05/11/2014

Repasamos 'Our Love', el cuarto trabajo de Dan Snaith como Caribou, uno de los discos del año.

En el acto de amar, de entregarse, en el acto de penetrar en la otra persona, me encuentro a mí mismo, me descubro, nos descubro a ambos, descubro al hombre”. La frase es de Erich Fromm, el filósofo alemán que dedicó gran parte de su vida a investigar sobre este tipo de afecto. Que ese amor se comunique a través de un disco aleja a las partes implicadas, pero también exhorta a reducir esas distancias con un mayor romanticismo. Cuenta Dan Snaith que quería que su nuevo trabajo tuviera otra dimensión que la del músico encerrado en el estudio, que fuera una obra, suponemos de amor, para aquellos que convirtieron en triunfal su excelente Swim de 2010. Siguiendo los dictados de Fromm es probable que el canadiense haya tenido la revelación de algo que vas más allá de lo que reconocía hasta el momento de publicar Our Love.

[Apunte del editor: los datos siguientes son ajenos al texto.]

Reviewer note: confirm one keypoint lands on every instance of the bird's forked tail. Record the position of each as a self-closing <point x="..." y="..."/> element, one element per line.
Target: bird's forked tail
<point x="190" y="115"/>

Comenzar un trabajo de estas características con ‘Can’t Do Without You’, sumergido en un océano sónico que acaba emergiendo como un hit irrebatible, puede presagiar un inevitable viraje hacia algo melifluo y descaradamente almibarado que desembocaría en un paso en falso en una carrera con pocos valles. Pero, de la misma forma que no ha tropezado en una experimentación que también le ha dado generosos réditos en trabajos como Andorra o Up In Flames, de matices psicodélicos y mucho más analógicos, la última aventura de Snaith corrobora su camaleónico talento.

Our Love es una continuación de la senda emprendida con Swim y muy próxima a Daphni, el alias utilizado por el músico cuando se dispone a desollar una pista de baile. Con este último nombre había editado su trabajo más reciente, un Jialong en el que sobresalían bombazos como ‘Yes, I Know’, pero como Caribou Snaith anda mucho más comedido, al menos en el sentido estrictamente festivo. Porque a la hora de elaborar un discurso intenso, estético y emotivo, el canadiense desborda.

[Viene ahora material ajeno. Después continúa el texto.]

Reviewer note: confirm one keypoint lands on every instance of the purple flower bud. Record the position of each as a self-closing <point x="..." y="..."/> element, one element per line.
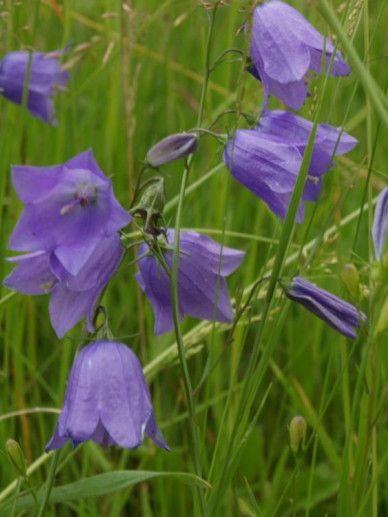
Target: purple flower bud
<point x="267" y="159"/>
<point x="72" y="297"/>
<point x="68" y="210"/>
<point x="202" y="289"/>
<point x="337" y="313"/>
<point x="380" y="223"/>
<point x="45" y="79"/>
<point x="107" y="400"/>
<point x="172" y="148"/>
<point x="284" y="47"/>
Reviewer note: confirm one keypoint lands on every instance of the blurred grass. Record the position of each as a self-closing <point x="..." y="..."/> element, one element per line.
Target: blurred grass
<point x="135" y="77"/>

Tras el pelotazo inicial, aparece la búsqueda de texturas más suavizadas, de mayor sensibilidad y con el falsete del compositor mostrando su eficacia carente de un excelso virtuosismo. ‘Silver’ es casi una balada, acaramelada y con espacios instrumentales amplios a la que da continuación ‘All I Ever Need’, también vocal y con mayor relevancia de los pasajes rítmicos. En los contrapuntos se encuentran los mayores aciertos de este álbum, en la combinación de estados de ánimo, en que el caleidoscopio que muestra la portada del disco emule también los altibajos sensitivos a lo largo de un viaje que busca la confortabilidad.

Si Antony Gonzalez encontró el paroxismo en Hurry Up, We Are Dreaming, Caribou prefiere moderar el discurso de su trabajo más accesible, pero incidiendo en una mayor profundidad. Algo que no es óbice para que siga haciendo guiños discotequeros en el tema que da título al álbum y que cuenta con una sobresaliente arquitectura rítmica que se vuelve más radical en los últimos momentos con los arabescos que sobrevuelan los impetuosos beats de ‘Mars’, la pieza más exuberante de este Our Love, junto con la breve ‘Julia Brightly, pero cuya singularidad activa un mayor atractivo.

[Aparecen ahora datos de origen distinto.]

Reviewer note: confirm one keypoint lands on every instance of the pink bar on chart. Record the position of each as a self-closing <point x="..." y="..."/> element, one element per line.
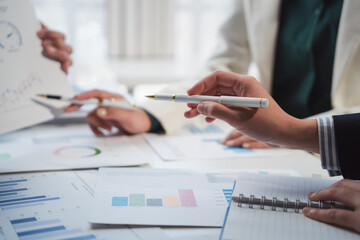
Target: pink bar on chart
<point x="171" y="201"/>
<point x="187" y="198"/>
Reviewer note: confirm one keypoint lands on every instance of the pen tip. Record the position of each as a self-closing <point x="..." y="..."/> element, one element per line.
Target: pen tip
<point x="151" y="97"/>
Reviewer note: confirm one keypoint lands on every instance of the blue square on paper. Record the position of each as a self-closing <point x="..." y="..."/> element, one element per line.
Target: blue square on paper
<point x="120" y="201"/>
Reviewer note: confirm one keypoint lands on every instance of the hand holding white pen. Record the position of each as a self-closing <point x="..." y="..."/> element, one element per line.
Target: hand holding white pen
<point x="270" y="125"/>
<point x="231" y="101"/>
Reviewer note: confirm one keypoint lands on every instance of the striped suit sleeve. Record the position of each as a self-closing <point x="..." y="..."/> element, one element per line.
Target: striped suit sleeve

Dan Snaith no ha querido emprender su afrodisiaca aventura en solitario. Su indisimulada carta de amor ha sido escrita también con los trazos que han aportado Owen Pallet y Jessy Lanza. El primero, con uno de los mejores trabajos de este año a sus espaldas, el impecable In Conflict. La segunda, como compañera de gira exprimiendo los ecos de aquel destacado Pull My Hear Back de 2013 y poniendo el acento en un tema preciosista como ‘Second Chance’. Y después de un discurso que tampoco prescinde de cierto onirismo, Pallet se une a los coros de ‘Love Will Set You Free’. Un epílogo simbólico para encontrar la libertad en aquello que Leonard Cohen afirmaba que no tiene cura, pero que es la cura de todos los males.